Tagore was a landmark in the field of education and believed in the philosophy consisted of four fundamental principles; naturalism, humanism, internationalism and idealism. He criticized the Indian format of schooling which emphasized rote learning. Montessori systems were set up to teach children differently using learning aids and phonetics. He also took a modernist approach when it came to the importance of a learners contact with nature and thus established Shantiniketan also known as the ‘abode of peace’. He also believed that education essential to the individual and his service for the nation since it propagates cultural representation and intellectualism. His plays were written using simplistic language and material which could be understood by the masses structuring them with western influences like Shakespeare.

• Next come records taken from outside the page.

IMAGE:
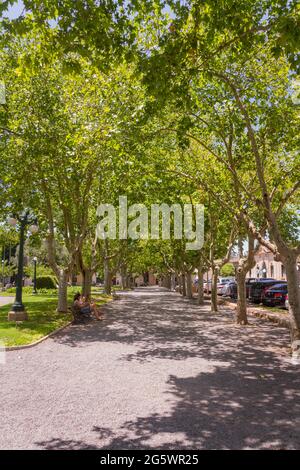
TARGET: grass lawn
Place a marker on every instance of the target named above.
(43, 319)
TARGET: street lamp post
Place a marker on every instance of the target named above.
(18, 312)
(34, 275)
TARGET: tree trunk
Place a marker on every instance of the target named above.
(107, 277)
(173, 282)
(290, 264)
(214, 296)
(124, 278)
(189, 292)
(183, 285)
(200, 287)
(62, 291)
(241, 314)
(86, 283)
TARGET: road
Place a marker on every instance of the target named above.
(158, 372)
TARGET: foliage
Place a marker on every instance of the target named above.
(46, 282)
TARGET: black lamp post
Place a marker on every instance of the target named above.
(34, 275)
(24, 220)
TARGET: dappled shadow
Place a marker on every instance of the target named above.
(226, 387)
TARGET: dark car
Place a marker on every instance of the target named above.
(258, 287)
(275, 295)
(231, 288)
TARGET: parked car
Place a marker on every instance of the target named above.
(230, 290)
(275, 295)
(258, 287)
(222, 281)
(286, 303)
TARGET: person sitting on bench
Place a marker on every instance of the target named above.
(86, 307)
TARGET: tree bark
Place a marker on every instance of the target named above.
(107, 277)
(214, 296)
(183, 285)
(124, 278)
(241, 314)
(86, 283)
(290, 264)
(200, 287)
(62, 291)
(189, 292)
(173, 282)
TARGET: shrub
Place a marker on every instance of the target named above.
(46, 282)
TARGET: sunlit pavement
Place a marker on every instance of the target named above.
(158, 372)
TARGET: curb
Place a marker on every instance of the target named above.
(31, 345)
(268, 316)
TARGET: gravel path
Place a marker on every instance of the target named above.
(6, 300)
(158, 372)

He strongly opposed imperialism and saw the materialism in the west and the relative inferiority as compared to the east in countries like Japan and even predicted its push to a militarized society before the world war. He mentions about the failures of the western system and observed them to be steeped in greed and want of power and authority as compared to the vast culture and heritage of the east.

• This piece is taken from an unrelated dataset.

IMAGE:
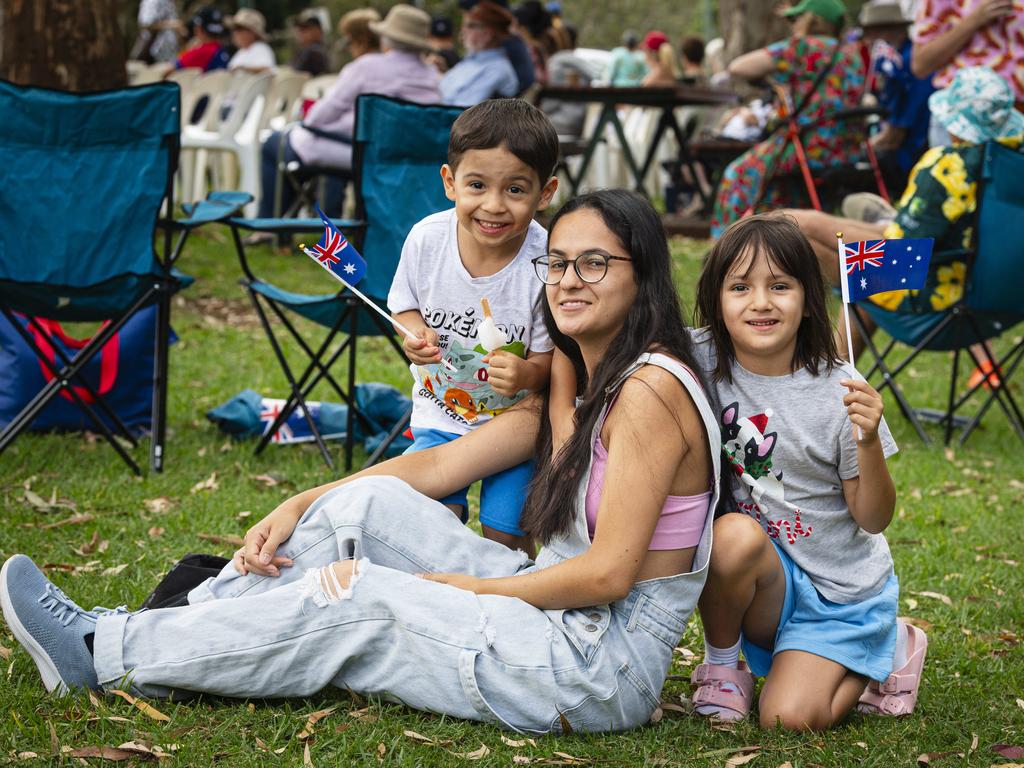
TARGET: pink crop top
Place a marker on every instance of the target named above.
(682, 518)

What most people do not understand about Tagore is that he was a visionary ahead of his time. The renouncing of knighthood was a response to the atrocities performed against innocents at the Jallianwala Bagh. His patriotism as not of an un-questioning nature or blind nation worship. He later had to pay the price by facing criticism from contemporary political leaders, making a clear distinction between nationalist and fanatic-nationalists.
He was a great nationalist but his patriotism ultimately merged suitably into internationalism. He had critical ideas about the national leaders in India and commented on the dangers of the nationalistic approach taken by the leaders to mobilize the population for the Indian freedom struggle.
He believed in a world (utopian as some would say) where the concept of nations wouldn’t exist. He believed that nationalism limited the expanse of one’s thinking and wrote about the dangers of nationalist ideology, narrow sightedness and unequal distribution of resources and wealth as a consequence of a purely nationalist idea. Being a universal pacifist and trying to also impart the idea of how nationalist sentiments can often be limiting whereas the theory of internationalism – ‘the world is one nest’ provides an impetus toward overall development, economic betterment, decrease in exploitation and more harmonious, tolerable social structuration. He believed in the idealist approach of no war and promotion of mutually beneficial peaceful coexistence, something that the current fascist world could definitely make an effort to learn.